Plasminogen, Human-tvmh Lyophilized Powder for Reconstitution, for Intravenous Use (Ryplazim®) HCPCS Code J3590: Billing Guidelines
Effective with date of service March 2, 2022, the Medicaid and NC Health Choice programs cover plasminogen, human-tvmh lyophilized powder for reconstitution.

Effective with date of service March 2, 2022, the Medicaid and NC Health Choice programs cover plasminogen, human-tvmh lyophilized powder for reconstitution.

Effective with date of service March 2, 2022, the Medicaid and NC Health Choice programs cover plasminogen, human-tvmh lyophilized powder for reconstitution, for intravenous use (Ryplazim®) for use in the Physician Administered Drug Program (PADP) when billed with HCPCS code J3590 - Unclassified biologics.

Strength/Package Size: Single-dose 50-mL vial containing 68.8 mg of plasminogen as a lyophilized powder for reconstitution with 12.5 mL of Sterile Water for Injection, USP (SWFI)

Indicated for the treatment of patients with plasminogen deficiency type 1 (hypoplasminogenemia).

Recommended Dose: 6.6 mg/kg body weight given every two to four days.
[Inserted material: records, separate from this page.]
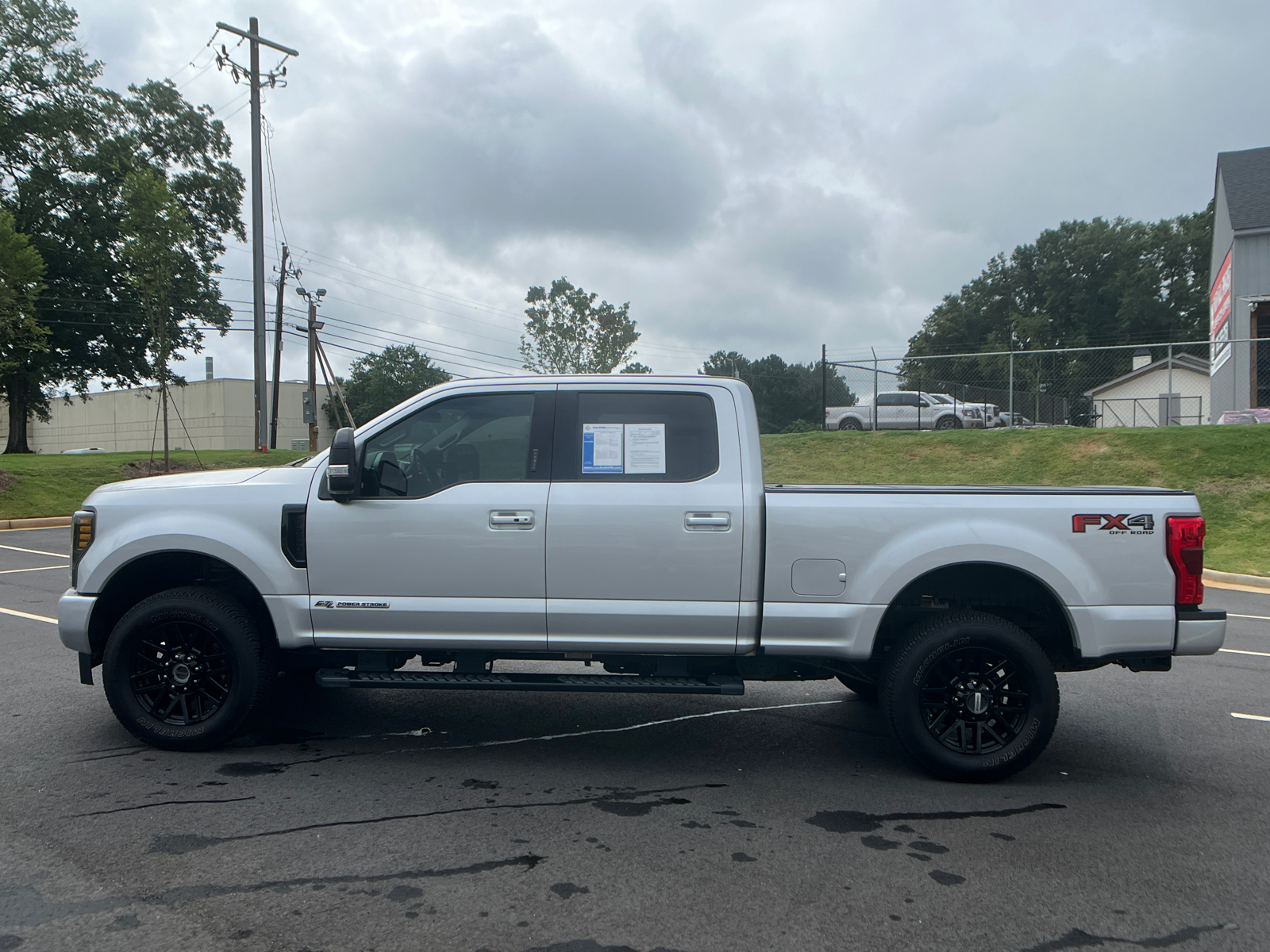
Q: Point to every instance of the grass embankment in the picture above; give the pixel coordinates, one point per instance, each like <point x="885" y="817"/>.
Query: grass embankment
<point x="56" y="486"/>
<point x="1227" y="467"/>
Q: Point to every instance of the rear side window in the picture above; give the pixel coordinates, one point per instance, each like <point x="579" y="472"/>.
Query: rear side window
<point x="634" y="437"/>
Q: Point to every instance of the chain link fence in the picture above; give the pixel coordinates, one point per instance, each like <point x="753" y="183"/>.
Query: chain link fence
<point x="1157" y="385"/>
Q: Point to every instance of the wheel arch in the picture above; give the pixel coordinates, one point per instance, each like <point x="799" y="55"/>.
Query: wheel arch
<point x="158" y="571"/>
<point x="994" y="588"/>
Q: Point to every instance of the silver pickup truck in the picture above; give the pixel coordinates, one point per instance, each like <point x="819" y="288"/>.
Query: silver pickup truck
<point x="622" y="524"/>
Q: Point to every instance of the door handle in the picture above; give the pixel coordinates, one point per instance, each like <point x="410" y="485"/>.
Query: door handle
<point x="708" y="522"/>
<point x="511" y="520"/>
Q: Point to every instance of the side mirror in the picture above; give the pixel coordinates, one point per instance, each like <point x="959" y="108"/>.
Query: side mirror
<point x="342" y="466"/>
See full prescribing information for further detail.

For Medicaid and NC Health Choice Billing

  • The ICD-10-CM diagnosis code required for billing is: E88.02 - Plasminogen deficiency
  • Providers must bill with HCPCS code: J3590 - Unclassified biologics
  • One Medicaid and NC Health Choice unit of coverage is: 68.8 mg (1 single-dose vial)
  • The maximum reimbursement rate per unit is: $2,229.12
  • Providers must bill 11-digit NDCs and appropriate NDC units.  The NDCs are: 70573-0099-01, 70573-0099-02
  • The NDC units should be reported as “UN1”
  • For additional information, refer to the January 2012, Special Bulletin, National Drug Code Implementation Update and PADP Clinical Coverage Policy 1B, Attachment A, H.7 on Medicaid's website.
  • Providers shall bill their usual and customary charge for non-340B drugs
  • PADP reimburses for drugs billed for Medicaid and NC Health Choice beneficiaries by 340B participating providers who have registered with the Office of Pharmacy Affairs (OPA).  Providers billing for 340B drugs shall bill the cost that is reflective of their acquisition cost. Providers shall indicate that a drug was purchased under a 340B purchasing agreement by appending the “UD” modifier on the drug detail.
  • The fee schedule for the PADP is available on Medicaid's PADP web page.